Sin opción de solicitar asilo político y sin importar por cual punto de Chihuahua cruzaron la frontera, todos los días Estados Unidos expulsa a México por el poblado de Puerto Palomas de Villa a migrantes de diversas nacionalidades, bajo el llamado Título 42 de la Ley del Servicio de Salud Pública. 

“Hemos atendido unos 3 mil migrantes desde marzo”, informó Wilfredo Pérez, responsable del albergue Tierra de Oro, que abrió sus puertas a finales de febrero al notar el incremento de migrantes en el pueblo, sin saber entonces que a partir del 20 de marzo el Gobierno de Donald Trump comenzaría con la expulsión inmediata por dicha frontera.

En marzo el albergue atendió a 163 migrantes, hace unas semanas el promedio diario ya era de 30 a 40 personas, y actualmente llegan entre 70 y 80 migrantes al día expulsados de Estados Unidos, destacó Alejandro Calderón, un cubano originario de Matanzas, encargado de la atención a los migrantes en el espacio abierto por el pastor estadounidense Rosalío Sosa. 

“El  mayor volumen son los mexicanos, después están los cubanos, en tercero están los hondureños, luego los salvadoreños y los guatemaltecos. También han estado algunos ecuatorianos, ha aumentado el volumen de ecuatorianos. Y de Brasil nos han llegado pero es la minoría, tres, dos, uno.
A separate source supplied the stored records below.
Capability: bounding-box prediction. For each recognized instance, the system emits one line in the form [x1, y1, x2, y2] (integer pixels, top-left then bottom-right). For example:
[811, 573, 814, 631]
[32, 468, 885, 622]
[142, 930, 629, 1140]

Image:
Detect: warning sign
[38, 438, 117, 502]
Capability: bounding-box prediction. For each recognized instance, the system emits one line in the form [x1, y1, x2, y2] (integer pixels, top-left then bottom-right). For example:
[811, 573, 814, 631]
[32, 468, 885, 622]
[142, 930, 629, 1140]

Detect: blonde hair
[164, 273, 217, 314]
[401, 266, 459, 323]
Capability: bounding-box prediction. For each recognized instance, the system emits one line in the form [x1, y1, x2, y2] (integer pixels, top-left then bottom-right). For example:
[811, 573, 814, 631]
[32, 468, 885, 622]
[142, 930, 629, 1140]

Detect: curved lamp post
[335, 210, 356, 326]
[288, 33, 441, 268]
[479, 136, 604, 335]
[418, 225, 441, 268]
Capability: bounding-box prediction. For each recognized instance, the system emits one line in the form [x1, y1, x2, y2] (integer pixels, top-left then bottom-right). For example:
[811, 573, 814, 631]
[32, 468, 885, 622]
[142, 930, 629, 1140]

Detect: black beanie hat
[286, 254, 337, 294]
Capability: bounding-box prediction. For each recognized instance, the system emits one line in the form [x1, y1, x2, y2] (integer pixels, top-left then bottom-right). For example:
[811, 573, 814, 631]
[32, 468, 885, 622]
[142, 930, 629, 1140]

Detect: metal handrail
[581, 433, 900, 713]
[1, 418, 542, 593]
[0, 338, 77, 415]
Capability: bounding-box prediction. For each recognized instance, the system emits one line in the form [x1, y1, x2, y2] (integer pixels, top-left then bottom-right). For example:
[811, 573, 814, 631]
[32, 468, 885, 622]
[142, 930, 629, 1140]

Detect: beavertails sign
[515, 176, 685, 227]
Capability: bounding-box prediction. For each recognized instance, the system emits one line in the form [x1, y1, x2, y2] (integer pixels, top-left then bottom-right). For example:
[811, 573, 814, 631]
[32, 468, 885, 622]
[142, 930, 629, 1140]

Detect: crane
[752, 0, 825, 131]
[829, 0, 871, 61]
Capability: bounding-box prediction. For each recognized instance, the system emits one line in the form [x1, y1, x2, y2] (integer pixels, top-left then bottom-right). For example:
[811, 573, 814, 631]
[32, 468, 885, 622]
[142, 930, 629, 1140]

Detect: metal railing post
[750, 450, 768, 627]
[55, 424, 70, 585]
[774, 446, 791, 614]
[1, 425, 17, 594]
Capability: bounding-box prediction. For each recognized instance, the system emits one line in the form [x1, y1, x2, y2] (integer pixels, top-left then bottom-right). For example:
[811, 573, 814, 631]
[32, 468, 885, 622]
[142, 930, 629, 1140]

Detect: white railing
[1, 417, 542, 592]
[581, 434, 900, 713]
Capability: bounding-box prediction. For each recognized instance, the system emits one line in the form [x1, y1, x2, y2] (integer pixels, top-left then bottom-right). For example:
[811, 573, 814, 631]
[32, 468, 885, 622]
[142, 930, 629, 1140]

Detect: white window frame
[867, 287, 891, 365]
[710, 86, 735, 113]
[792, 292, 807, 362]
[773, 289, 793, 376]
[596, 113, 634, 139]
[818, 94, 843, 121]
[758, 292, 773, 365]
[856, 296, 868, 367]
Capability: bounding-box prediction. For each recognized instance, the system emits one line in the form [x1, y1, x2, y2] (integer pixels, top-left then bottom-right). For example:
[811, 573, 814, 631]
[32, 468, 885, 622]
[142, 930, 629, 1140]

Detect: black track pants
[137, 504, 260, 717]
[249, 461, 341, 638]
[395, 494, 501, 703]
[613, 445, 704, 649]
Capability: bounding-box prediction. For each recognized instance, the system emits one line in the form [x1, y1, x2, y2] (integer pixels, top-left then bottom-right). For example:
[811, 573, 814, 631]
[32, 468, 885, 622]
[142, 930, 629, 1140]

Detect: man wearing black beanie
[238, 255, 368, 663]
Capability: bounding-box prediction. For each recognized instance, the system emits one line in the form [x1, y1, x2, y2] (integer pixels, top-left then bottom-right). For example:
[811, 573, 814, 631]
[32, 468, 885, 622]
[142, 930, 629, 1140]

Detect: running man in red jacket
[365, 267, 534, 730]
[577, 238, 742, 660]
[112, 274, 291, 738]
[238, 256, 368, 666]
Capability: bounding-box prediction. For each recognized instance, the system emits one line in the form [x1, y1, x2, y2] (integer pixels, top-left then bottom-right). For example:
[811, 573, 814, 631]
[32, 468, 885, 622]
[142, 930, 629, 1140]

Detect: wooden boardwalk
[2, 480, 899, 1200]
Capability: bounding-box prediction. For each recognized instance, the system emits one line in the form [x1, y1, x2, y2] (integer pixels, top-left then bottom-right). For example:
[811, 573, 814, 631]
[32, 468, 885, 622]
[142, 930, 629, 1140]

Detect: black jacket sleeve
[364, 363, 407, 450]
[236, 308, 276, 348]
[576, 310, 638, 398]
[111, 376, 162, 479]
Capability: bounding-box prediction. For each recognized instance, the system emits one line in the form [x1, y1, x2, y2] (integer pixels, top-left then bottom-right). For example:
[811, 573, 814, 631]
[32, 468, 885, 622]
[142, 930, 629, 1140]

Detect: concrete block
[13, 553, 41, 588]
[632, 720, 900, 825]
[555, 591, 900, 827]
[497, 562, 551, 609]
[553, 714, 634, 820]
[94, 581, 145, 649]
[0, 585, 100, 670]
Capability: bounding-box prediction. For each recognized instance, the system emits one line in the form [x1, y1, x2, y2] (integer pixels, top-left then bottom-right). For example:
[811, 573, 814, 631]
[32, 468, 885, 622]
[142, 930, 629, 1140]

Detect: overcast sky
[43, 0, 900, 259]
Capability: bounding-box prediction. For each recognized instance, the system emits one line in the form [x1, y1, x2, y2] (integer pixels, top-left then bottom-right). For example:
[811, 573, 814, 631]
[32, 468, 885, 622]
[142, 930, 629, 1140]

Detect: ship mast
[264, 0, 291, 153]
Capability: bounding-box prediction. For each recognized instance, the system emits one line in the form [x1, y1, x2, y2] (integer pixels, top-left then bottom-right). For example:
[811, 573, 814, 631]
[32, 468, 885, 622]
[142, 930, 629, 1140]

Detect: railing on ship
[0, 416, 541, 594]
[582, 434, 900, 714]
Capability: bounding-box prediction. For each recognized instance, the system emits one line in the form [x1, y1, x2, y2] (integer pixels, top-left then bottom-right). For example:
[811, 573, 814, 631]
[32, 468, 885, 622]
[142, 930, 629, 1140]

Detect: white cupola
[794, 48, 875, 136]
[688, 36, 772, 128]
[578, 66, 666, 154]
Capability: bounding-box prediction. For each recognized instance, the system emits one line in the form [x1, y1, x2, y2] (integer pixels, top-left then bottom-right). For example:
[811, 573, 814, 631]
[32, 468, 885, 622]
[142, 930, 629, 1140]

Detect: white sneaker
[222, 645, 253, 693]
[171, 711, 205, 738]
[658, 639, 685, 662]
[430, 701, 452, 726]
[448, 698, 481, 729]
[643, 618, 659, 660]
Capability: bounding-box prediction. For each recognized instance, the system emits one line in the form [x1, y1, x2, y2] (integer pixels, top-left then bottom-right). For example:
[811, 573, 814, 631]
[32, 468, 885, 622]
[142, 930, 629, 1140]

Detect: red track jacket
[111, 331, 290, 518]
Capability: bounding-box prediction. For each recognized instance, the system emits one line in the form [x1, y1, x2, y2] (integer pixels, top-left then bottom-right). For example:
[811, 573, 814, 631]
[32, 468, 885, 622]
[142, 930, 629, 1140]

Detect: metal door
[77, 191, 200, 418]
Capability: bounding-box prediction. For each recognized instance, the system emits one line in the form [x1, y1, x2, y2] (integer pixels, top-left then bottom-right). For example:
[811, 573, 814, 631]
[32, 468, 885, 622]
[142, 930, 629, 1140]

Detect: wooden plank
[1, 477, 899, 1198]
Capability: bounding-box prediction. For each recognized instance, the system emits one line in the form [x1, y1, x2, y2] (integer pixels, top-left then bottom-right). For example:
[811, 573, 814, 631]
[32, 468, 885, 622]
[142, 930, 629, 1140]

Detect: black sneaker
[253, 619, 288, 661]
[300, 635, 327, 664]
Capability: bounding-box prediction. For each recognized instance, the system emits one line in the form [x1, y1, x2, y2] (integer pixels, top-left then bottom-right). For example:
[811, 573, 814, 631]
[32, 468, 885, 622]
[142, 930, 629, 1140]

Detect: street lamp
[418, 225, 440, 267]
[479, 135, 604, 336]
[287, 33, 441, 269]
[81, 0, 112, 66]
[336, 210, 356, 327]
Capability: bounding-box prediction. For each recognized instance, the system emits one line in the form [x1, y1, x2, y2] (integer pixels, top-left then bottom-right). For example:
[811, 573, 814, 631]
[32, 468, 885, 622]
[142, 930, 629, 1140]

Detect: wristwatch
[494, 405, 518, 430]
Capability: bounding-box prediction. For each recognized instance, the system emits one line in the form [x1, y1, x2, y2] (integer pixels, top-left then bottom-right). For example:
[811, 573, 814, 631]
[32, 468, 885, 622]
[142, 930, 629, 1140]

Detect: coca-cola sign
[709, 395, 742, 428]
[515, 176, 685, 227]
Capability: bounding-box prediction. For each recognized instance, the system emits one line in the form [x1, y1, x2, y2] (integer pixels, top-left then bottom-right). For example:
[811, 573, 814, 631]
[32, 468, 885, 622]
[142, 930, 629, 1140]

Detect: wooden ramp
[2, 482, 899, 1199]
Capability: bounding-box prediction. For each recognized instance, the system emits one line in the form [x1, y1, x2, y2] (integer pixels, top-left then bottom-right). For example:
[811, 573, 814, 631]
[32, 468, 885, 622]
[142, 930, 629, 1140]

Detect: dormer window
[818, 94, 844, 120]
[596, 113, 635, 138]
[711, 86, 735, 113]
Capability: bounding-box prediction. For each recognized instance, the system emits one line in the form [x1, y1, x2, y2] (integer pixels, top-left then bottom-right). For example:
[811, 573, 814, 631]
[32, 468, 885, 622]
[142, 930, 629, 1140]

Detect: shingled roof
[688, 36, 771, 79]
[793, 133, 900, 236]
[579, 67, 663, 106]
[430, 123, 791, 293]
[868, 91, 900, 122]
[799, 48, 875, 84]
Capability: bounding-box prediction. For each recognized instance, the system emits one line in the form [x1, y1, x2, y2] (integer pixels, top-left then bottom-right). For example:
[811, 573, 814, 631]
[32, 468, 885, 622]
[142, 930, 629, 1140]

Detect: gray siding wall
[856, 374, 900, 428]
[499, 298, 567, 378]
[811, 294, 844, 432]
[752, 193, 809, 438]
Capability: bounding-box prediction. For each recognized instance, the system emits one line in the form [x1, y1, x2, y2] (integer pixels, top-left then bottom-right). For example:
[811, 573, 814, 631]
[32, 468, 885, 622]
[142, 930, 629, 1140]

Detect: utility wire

Antes tenían horas de expulsión, ahora a cualquier hora pueden llegar, pero a la mayoría los expulsan entre la 1 y las 3 de la madrugada”, informó.

La expulsión de los migrantes por Palomas es una forma de desalentarlos, desestabilizarlos emocional y económicamente, e incluso una forma de castigarlos por haber ingresado a su país de forma irregular, señalaron los migrantes que fueron alojados ayer en el albergue. 

“Regresarnos por acá es como un castigo”, aseguró Karla, quien durante cinco meses migró con su hijo de seis años desde Honduras hasta Ciudad Juárez, donde estuvo secuestrada cinco días por los ‘coyotes’ hasta que su familia de Centroamérica y Estados Unidos logró reunir los 20 mil dólares que les exigieron por dejarlos en libertad.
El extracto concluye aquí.